Researchers and journalists started discussing the findings, which led to a wider discussion about the dependability of AI in healthcare. Suddenly, the promise of quicker diagnoses wasn’t the only topic of discussion. It concerned supervision, openness, and the peculiar assurance with which machine learning algorithms occasionally provide ambiguous responses.

It seems like medicine is venturing into uncharted territory. Tools such as microscopes, MRI scanners, and laboratory tests have always been used by doctors. However, those tools hardly ever generate interpretations by themselves. AI programs do. They produce probabilities, recommendations, and explanations. When they do this, they occasionally even sound remarkably convincing. Part of the issue is that persuasiveness.

A human reviewing a diagnosis may be subtly influenced by a machine’s suggestion. Radiologists are familiar with this effect. Doctors may focus more on a suspicious area if software highlights it, sometimes ignoring other hints. Attention is shaped by technology.

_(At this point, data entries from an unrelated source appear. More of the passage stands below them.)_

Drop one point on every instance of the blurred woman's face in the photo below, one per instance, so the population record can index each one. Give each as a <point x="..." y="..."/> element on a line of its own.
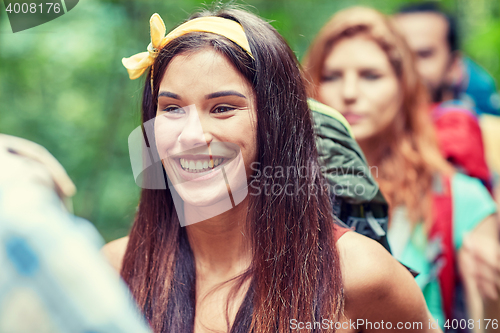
<point x="205" y="128"/>
<point x="358" y="80"/>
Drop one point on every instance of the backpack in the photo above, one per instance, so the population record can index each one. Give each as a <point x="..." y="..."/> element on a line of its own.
<point x="356" y="198"/>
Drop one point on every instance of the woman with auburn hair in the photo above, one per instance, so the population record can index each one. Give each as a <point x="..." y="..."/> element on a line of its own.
<point x="359" y="65"/>
<point x="224" y="97"/>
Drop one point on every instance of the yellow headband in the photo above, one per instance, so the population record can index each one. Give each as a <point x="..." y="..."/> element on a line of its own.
<point x="137" y="64"/>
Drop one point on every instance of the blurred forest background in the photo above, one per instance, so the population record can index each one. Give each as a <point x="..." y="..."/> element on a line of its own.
<point x="63" y="86"/>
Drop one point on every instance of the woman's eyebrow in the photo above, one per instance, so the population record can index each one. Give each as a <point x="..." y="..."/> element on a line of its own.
<point x="169" y="94"/>
<point x="224" y="93"/>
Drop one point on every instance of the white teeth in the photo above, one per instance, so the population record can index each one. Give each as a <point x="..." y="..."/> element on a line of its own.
<point x="200" y="165"/>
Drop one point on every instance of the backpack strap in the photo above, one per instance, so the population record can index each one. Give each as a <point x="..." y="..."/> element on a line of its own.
<point x="442" y="233"/>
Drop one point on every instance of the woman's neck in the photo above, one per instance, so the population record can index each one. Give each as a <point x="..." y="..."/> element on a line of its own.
<point x="219" y="244"/>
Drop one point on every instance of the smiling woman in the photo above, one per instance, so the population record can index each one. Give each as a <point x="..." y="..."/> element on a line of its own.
<point x="228" y="101"/>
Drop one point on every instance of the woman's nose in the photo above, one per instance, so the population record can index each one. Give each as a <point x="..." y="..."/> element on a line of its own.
<point x="194" y="131"/>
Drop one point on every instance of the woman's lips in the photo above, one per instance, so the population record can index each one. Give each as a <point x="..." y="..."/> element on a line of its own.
<point x="352" y="117"/>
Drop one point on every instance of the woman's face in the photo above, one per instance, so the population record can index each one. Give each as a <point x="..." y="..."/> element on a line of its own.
<point x="205" y="128"/>
<point x="358" y="80"/>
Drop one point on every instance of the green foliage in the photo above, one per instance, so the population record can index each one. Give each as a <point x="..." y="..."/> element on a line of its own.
<point x="62" y="84"/>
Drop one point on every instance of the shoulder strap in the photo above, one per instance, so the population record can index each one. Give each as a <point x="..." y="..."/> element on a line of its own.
<point x="442" y="232"/>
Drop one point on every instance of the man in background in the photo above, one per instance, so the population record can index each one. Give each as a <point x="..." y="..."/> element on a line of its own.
<point x="53" y="278"/>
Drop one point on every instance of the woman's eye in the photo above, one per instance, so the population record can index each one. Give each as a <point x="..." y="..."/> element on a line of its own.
<point x="223" y="109"/>
<point x="173" y="109"/>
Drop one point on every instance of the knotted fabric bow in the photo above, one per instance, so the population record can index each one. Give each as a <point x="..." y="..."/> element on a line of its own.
<point x="137" y="64"/>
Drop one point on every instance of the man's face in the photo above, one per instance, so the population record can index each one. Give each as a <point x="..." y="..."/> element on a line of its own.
<point x="426" y="34"/>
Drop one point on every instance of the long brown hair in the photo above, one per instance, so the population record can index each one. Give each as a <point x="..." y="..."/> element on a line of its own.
<point x="408" y="157"/>
<point x="295" y="272"/>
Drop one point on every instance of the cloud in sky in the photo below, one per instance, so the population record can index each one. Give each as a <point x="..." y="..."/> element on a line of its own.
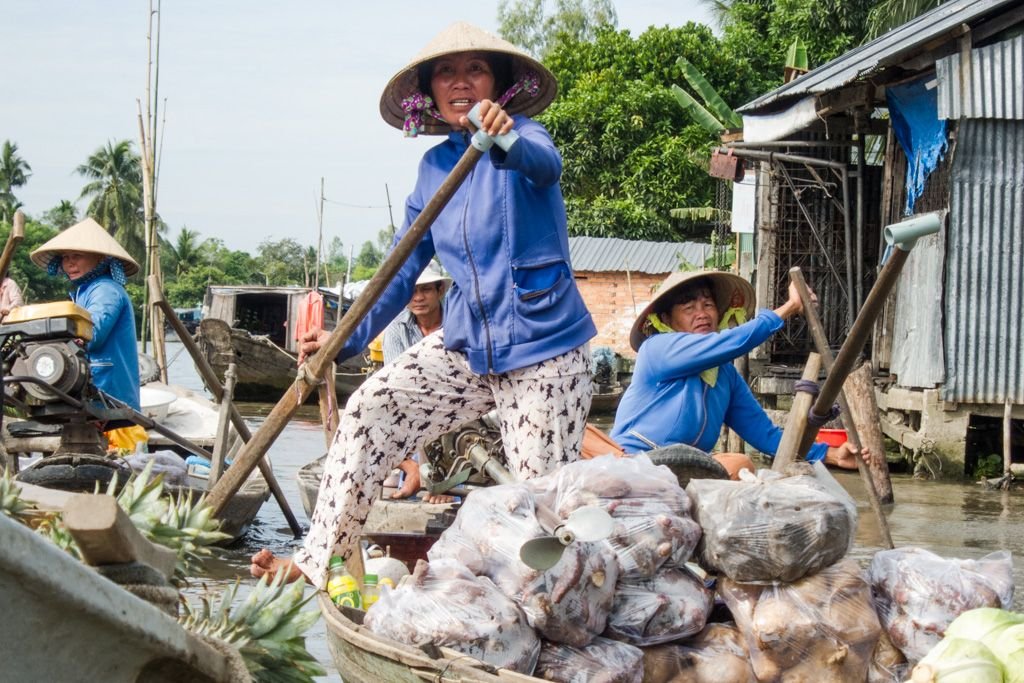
<point x="261" y="99"/>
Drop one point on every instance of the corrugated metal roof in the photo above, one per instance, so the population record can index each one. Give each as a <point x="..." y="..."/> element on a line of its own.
<point x="892" y="47"/>
<point x="995" y="88"/>
<point x="604" y="254"/>
<point x="984" y="293"/>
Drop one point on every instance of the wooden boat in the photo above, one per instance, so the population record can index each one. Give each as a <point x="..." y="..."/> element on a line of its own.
<point x="364" y="656"/>
<point x="254" y="327"/>
<point x="65" y="622"/>
<point x="188" y="415"/>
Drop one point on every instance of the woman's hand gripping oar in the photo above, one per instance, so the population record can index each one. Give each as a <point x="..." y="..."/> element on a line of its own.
<point x="295" y="395"/>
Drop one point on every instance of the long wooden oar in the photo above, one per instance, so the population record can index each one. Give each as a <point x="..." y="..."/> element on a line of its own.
<point x="314" y="366"/>
<point x="821" y="342"/>
<point x="213" y="383"/>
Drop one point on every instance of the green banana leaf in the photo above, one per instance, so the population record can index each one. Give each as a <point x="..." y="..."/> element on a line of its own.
<point x="709" y="94"/>
<point x="699" y="114"/>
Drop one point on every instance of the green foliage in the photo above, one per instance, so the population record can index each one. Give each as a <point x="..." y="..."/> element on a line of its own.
<point x="14" y="172"/>
<point x="525" y="23"/>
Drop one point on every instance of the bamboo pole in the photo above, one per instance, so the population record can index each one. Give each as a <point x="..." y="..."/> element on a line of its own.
<point x="297" y="393"/>
<point x="213" y="384"/>
<point x="821" y="342"/>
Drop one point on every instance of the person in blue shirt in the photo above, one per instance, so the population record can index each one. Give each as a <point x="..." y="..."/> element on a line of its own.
<point x="96" y="267"/>
<point x="516" y="330"/>
<point x="684" y="385"/>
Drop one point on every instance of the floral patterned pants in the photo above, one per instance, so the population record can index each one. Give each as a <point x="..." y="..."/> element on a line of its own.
<point x="425" y="392"/>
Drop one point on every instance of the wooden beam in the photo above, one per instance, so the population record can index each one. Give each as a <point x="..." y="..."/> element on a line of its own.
<point x="105" y="536"/>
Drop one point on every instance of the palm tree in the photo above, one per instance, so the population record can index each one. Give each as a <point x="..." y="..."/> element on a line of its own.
<point x="115" y="174"/>
<point x="14" y="172"/>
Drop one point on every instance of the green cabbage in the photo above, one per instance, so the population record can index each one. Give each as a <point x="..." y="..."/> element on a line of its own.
<point x="1009" y="646"/>
<point x="958" y="660"/>
<point x="983" y="624"/>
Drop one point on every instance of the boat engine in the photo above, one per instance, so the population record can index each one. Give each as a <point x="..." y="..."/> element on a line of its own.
<point x="46" y="377"/>
<point x="446" y="461"/>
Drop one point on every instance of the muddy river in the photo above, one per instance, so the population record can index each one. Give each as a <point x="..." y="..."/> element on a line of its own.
<point x="951" y="519"/>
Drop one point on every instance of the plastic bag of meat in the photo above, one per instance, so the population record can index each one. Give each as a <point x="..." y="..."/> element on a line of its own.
<point x="717" y="654"/>
<point x="670" y="605"/>
<point x="918" y="593"/>
<point x="773" y="526"/>
<point x="602" y="662"/>
<point x="569" y="602"/>
<point x="653" y="526"/>
<point x="442" y="602"/>
<point x="821" y="629"/>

In medicine, attention is crucial.

This does not imply that hospitals should stop using AI. Not many medical professionals contest that. Digital assistance is nearly inevitable due to the demands of the workload alone. In order to determine whether AI can safely serve as a “second reader” for cancer screening, the NHS has already started extensive trials involving hundreds of thousands of mammograms.

However, those experiments make the crucial assumption that people stay firmly in the loop. Despite its seeming insignificance, the intern’s discovery serves as a reminder that algorithms are constantly learning. They are not perfect diagnosticians, but rather strong pattern-recognition systems. Sometimes, even the most sophisticated models yield confident responses that are based on shaky foundations.

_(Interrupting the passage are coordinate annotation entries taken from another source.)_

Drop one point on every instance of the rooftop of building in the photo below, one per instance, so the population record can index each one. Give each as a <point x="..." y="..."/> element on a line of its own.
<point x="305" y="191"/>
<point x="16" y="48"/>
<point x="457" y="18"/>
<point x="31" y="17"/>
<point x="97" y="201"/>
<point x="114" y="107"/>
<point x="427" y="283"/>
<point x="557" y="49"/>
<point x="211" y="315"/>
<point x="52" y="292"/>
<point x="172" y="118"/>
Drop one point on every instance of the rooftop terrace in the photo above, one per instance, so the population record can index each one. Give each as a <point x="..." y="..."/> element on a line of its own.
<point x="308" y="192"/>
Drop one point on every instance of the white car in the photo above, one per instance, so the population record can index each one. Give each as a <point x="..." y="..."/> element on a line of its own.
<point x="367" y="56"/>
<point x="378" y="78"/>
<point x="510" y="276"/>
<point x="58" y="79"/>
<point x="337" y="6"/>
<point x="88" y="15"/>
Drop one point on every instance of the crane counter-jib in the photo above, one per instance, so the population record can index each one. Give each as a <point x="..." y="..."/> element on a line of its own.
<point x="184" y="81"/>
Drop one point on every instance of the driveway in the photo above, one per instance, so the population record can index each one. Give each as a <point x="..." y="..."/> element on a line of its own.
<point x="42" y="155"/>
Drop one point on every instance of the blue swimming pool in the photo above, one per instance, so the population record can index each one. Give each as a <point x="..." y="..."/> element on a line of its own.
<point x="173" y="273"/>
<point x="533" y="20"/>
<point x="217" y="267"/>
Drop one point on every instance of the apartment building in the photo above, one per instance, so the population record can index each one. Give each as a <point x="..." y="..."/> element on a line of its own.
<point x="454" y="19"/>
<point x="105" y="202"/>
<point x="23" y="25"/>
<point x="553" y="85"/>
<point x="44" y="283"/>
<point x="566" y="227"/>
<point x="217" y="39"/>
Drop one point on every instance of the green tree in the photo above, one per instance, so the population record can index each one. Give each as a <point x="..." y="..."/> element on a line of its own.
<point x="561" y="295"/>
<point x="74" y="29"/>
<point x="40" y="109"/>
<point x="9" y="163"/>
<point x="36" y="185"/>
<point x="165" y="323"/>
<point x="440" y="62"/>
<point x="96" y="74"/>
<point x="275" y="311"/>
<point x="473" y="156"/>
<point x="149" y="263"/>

Today, as one passes the radiology department, the machines are still quietly processing images, identifying suspicious shapes, and directing medical professionals toward potential diagnoses. It’s amazing technology. Astonishing at times.

However, it’s difficult to avoid picturing the intern looking at those odd reports late at night and spotting something that others had missed. Medical advancements are frequently the result of breakthroughs.